Fuite ordinaire
Je sors du boulot. Non, je ne le ferai plus. Non je ne le ferai pas, pas ce soir. Je marche en espérant que ça passe. Je m’assieds. Une terrasse, anonyme, comme tant d’autres. Pas les yeux de ma mère, ni ceux du voisinage, incognito dans la dérive. Pas de corbeaux pour cancaner aux moineaux. Je suis seule. Je sais qu’ils sont rentrés : les enfants et les devoirs mal faits. La course vers l’échec. Je commande, le serveur me sourit. Arc en ciel factice, dose minimale avant l’extase. Je pense à la liste de courses. Etre une bonne mère, être sexy ce soir. Il ne m’aime plus, moi non plus. Il arrive, le premier verre. Libération. Couleur ambrée. Le poison s’infiltre.

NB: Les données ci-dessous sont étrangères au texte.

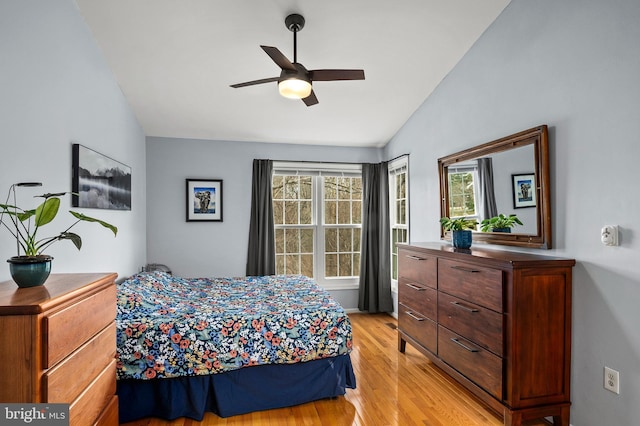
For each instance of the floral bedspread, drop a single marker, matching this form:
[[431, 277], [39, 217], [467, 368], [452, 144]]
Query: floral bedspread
[[169, 326]]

Soulagement. Aucun regard aux aguets, aucun jugement aux alentours. Tout juste l’indifférence du personnel qui en a vu d’autres.
Sur les arbres quelques feuilles s’offrent à un soleil triste. C’est le printemps. Un printemps d’opérette orchestré par la pluie. Cela monte doucement, l’ivresse, puis enfin la lassitude comme camarade. Çà et là quelques néons auscultent la nuit. Troisième verre. Le deuxième je l’ai oublié. Face à moi un bistrot, il s’appelle la Liberté. Je ris à l’intérieur. Des hommes, des femmes, ils marchent. La rue est pleine de vide, la rue est pleine de bruits. Je me soustraits. Avec difficulté, Je discerne l’heure sur l’horloge. Il est tard, bien trop tard. Culpabilité. La peau qui s’affaisse et la séduction aussi. Une autre a pris possession de moi. Les enfants, le dîner, le rôti-patates au four, ils attendront. Sur ma table, des cacahuètes trop salées au gout d’infarctus. A côté de moi, un type un peu raide avec un faciès de ventriloque en profite pour mater mes jambes. Tout autour un halo de discussions très vagues, un accent anglais tout aussi vague, des amoureux qui se chamaillent.
Paris, 31 mai 2013, 14ème arrondissement, Place Edgar Quinet. Instantané de fuite ordinaire d’une femme ordinaire. Je paye l’addition. Il faut toujours payer.